Another flurry of debate has broken out about the issue of integrity in financial services with Professional Planner’s recent report of a suggestion made at the SPAA conference, by Professors Ralston and O’Brien, that a “window of opportunity” exists to define integrity, as a step to mending Australia’s financial regulatory system.
No doubt that’s true; but it’s also worthwhile noting the established definitions before seeking to redefine something anew. The ethical principle of integrity has long been included in the FPA Code of Ethics, which already requires FPA members to “Provide professional services with integrity”, stating:
“Integrity requires honesty and candour in all professional matters. Financial planners are placed in positions of trust by clients, and the ultimate source of that trust is the financial planner’s personal integrity. Allowance can be made for legitimate differences of opinion, but integrity cannot co-exist with deceit or subordination of one’s principles. Integrity requires the financial planner to observe both the letter and the spirit of the Code of Ethics.”
So when Professor O’Brien is quoted as saying that we haven’t stopped to define what integrity means in a business context, I beg to differ. The financial planning profession actually has already done that, and it’s set out in the FPA’s Code of Professional Practice.
Integrity means fair client engagements. It means engagements which place the interests of the client ahead of the interests of the financial planner providing the professional service. It means professional bodies mandating client-directed charging models. Integrity means correctly identifying the client’s objectives and developing financial planning strategies to suit those objectives. It means selecting financial products that are in the client’s interests, having regard to the client’s strategy, any existing products held, the cost of the strategy and risks associated with the product being considered.
One of the key tests of planner integrity is contained in Rules 4.1 and Rule 4.6: Professional financial planners must not recommend a financial planning strategy or a product or service unless the planner understands its characteristics, risks and key features. When boiled down, it’s quite a simple principle – if you don’t understand it, don’t recommend it.

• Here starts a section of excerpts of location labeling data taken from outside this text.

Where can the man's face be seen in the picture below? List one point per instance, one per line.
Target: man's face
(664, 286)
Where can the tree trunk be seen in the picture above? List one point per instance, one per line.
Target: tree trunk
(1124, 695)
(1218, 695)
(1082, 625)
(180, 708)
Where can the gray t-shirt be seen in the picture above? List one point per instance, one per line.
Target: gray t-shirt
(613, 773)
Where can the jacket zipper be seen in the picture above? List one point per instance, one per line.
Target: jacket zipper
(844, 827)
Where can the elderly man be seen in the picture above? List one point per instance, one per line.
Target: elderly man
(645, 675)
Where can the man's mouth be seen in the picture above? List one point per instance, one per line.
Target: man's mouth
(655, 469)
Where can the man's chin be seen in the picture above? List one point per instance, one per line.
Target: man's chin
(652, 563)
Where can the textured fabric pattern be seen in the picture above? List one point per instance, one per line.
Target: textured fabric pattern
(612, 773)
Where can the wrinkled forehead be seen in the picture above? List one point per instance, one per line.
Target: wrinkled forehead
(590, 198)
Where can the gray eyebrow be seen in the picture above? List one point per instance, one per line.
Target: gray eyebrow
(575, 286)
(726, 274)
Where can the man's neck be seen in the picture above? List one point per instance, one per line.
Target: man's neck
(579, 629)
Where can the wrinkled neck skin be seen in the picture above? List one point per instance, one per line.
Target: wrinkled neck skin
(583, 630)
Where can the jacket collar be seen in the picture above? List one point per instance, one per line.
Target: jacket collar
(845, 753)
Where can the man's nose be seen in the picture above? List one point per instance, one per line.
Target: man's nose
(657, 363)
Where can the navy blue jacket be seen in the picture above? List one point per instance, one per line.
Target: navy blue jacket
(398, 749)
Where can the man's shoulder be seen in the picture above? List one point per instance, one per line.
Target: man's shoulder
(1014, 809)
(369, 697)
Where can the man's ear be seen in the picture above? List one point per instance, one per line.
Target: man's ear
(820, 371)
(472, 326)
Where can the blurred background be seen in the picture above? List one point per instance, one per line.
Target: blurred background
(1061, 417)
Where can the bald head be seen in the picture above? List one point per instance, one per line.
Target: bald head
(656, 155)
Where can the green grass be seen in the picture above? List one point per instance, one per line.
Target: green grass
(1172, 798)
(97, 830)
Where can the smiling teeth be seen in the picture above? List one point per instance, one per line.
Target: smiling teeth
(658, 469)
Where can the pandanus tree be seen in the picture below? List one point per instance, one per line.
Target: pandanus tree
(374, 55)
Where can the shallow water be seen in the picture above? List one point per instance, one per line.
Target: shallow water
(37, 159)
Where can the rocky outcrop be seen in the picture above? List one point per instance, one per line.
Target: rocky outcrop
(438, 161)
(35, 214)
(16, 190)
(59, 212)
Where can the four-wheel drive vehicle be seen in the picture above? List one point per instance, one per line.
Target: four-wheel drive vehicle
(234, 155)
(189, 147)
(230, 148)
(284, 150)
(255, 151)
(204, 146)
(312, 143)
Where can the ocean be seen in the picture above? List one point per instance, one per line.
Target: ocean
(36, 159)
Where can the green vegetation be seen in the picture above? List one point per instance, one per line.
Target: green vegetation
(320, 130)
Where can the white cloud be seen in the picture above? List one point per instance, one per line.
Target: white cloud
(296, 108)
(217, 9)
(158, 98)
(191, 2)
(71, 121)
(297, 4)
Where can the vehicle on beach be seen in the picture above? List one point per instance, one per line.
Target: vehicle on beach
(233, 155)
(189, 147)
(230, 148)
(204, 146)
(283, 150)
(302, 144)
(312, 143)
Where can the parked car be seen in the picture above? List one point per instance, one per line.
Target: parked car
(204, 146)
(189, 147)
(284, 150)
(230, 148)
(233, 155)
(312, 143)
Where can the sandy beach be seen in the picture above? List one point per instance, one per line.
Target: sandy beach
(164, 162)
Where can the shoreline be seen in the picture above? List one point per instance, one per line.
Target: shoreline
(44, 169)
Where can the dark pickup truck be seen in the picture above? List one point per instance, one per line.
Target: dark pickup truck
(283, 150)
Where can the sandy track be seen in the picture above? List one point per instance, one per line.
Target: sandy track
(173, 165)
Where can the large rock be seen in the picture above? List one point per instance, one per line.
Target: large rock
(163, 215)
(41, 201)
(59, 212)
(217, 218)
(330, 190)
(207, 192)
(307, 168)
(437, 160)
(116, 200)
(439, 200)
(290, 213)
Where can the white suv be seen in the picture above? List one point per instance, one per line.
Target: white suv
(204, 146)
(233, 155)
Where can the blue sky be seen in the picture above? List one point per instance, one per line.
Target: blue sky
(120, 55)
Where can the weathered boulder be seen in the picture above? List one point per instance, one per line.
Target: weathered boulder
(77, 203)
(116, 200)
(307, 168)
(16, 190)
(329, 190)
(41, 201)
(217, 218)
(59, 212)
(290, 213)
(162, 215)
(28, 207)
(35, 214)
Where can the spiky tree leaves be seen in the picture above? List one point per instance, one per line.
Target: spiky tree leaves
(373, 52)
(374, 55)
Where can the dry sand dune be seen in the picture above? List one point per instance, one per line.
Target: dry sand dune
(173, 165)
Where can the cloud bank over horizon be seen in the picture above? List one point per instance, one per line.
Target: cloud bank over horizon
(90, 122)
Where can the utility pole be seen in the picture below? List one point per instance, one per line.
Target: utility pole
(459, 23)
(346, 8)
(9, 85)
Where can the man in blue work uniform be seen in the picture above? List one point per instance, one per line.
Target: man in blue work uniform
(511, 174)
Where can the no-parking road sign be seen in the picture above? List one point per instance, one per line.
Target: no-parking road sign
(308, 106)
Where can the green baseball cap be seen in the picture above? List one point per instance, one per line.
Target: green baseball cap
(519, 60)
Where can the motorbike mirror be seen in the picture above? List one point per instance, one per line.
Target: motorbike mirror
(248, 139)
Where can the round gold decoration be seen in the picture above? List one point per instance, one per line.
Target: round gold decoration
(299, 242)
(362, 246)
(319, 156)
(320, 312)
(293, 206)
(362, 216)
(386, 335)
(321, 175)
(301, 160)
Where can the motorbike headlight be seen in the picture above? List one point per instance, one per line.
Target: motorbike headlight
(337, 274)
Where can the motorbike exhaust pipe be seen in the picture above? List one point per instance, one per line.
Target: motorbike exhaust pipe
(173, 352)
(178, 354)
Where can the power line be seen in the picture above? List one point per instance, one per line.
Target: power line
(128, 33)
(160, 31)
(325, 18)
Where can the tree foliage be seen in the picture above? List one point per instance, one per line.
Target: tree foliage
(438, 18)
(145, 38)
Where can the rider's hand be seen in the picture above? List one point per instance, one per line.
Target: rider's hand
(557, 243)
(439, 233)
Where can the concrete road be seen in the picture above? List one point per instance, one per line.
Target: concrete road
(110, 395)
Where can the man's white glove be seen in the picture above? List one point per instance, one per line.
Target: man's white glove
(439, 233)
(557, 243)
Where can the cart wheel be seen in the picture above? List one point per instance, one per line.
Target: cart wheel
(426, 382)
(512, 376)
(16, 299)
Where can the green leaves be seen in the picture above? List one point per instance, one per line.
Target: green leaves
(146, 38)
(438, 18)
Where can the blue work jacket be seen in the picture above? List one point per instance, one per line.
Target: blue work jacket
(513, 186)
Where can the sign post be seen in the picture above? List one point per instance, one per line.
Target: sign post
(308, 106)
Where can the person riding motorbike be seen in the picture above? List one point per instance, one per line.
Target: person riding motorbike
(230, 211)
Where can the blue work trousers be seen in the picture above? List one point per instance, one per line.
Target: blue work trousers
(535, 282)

I acknowledge though that Professor O’Brien was probably considering the lack of a single view for all the market, and on this we agree wholeheartedly. Without equivalent high, enforceable ethical standards in product design, manufacture, investment, research, and distribution, professional financial planners (and their clients) will continue to struggle to discern financial products and services that are built with integrity.
Professional financial planners must exercise professional judgement about the products they are prepared to recommend. Doing so will place increasing accountability pressure on manufacturers to develop “recommendable” products; on research houses to guarantee the integrity and independence of their recommendations; and on dealer groups and the education sector to offer independent product training and the development of critical thinking skills that enable advice professionals to literally pull products apart, promise by promise.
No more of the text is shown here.